C’est notre troisième hiver dans la rue. Vous vous souvenez que le premier hiver avait été particulièrement agité : interdictions préfectorales à répétitions (j’étais emmenée au commissariat toutes les semaines) au prétexte que notre action était discriminatoire et que les agités de la LCR venaient régulièrement nous houspiller, ce qui constituait un trouble à l’ordre public. Tout le monde s’en est mêlé : Catherine Trautmann, Fabienne Keller, la Licra, le Mrap, Sos-racisme, les verts, la Lcr et d’autres encore. Louis Schweitzer, patron de la Halde y a vu là une urgence et s’est saisi de l’affaire pour nous poursuivre en justice.
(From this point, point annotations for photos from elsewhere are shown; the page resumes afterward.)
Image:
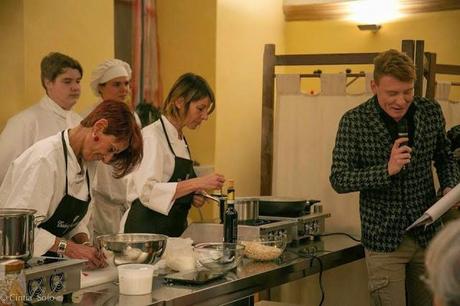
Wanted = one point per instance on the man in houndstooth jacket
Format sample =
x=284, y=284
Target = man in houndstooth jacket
x=394, y=177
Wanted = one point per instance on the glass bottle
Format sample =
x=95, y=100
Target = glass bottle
x=231, y=215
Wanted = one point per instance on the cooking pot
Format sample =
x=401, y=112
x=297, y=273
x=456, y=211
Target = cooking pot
x=17, y=233
x=284, y=206
x=247, y=208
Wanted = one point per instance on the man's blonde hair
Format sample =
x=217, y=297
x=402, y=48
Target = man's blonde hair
x=396, y=64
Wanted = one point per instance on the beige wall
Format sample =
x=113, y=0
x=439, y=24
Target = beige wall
x=438, y=30
x=187, y=40
x=11, y=58
x=346, y=285
x=243, y=27
x=82, y=29
x=187, y=36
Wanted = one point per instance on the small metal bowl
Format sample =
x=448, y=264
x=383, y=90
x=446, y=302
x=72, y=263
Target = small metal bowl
x=219, y=256
x=121, y=249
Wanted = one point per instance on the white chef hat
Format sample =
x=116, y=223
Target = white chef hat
x=108, y=70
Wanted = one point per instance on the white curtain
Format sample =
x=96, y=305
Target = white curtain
x=450, y=109
x=304, y=137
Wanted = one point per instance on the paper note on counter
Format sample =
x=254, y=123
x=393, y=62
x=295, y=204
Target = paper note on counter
x=96, y=277
x=439, y=208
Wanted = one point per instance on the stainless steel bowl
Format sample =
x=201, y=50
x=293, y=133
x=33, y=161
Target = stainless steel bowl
x=122, y=249
x=219, y=256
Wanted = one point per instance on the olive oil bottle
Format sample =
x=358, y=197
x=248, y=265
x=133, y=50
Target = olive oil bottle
x=231, y=215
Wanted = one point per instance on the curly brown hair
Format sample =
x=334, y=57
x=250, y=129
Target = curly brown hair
x=122, y=125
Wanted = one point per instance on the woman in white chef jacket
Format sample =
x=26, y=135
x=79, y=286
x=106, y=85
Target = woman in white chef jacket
x=165, y=186
x=60, y=77
x=110, y=80
x=54, y=177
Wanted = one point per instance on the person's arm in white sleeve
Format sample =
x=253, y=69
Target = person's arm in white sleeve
x=81, y=228
x=31, y=186
x=150, y=178
x=155, y=169
x=13, y=142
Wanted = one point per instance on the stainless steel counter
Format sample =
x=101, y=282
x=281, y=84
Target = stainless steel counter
x=238, y=286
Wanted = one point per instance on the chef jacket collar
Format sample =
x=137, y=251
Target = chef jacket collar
x=173, y=134
x=49, y=104
x=71, y=155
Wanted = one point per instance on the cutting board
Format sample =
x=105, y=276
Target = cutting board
x=97, y=277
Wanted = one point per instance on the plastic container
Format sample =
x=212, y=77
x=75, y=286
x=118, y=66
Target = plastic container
x=135, y=279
Un bazar pour rien. L’année suivante, et cette année encore, comme nous n’avions pas cédé une seule fois, les chevaliers blancs de l’anti-racisme avaient fini par se lasser et ont disparu soudainement de notre vue. Et c’était très bien ainsi. Pas l’ombre d’un képi à l’horizon, nous n’avions même pas besoin de faire de déclarations officielles, nous étions finalement tolérés. Jusqu’à samedi.

Ce que le nouveau Préfet du Bas-Rhin ne sait sans doute pas, c’est que nous avons la tête dure et que les intimidations policières ne nous font ni chaud ni froid. Et puis nous l’avons promis à nos amis sans-abri furieux d’être privés d’une soirée amicale avec nous : nous reviendrons et nous resterons.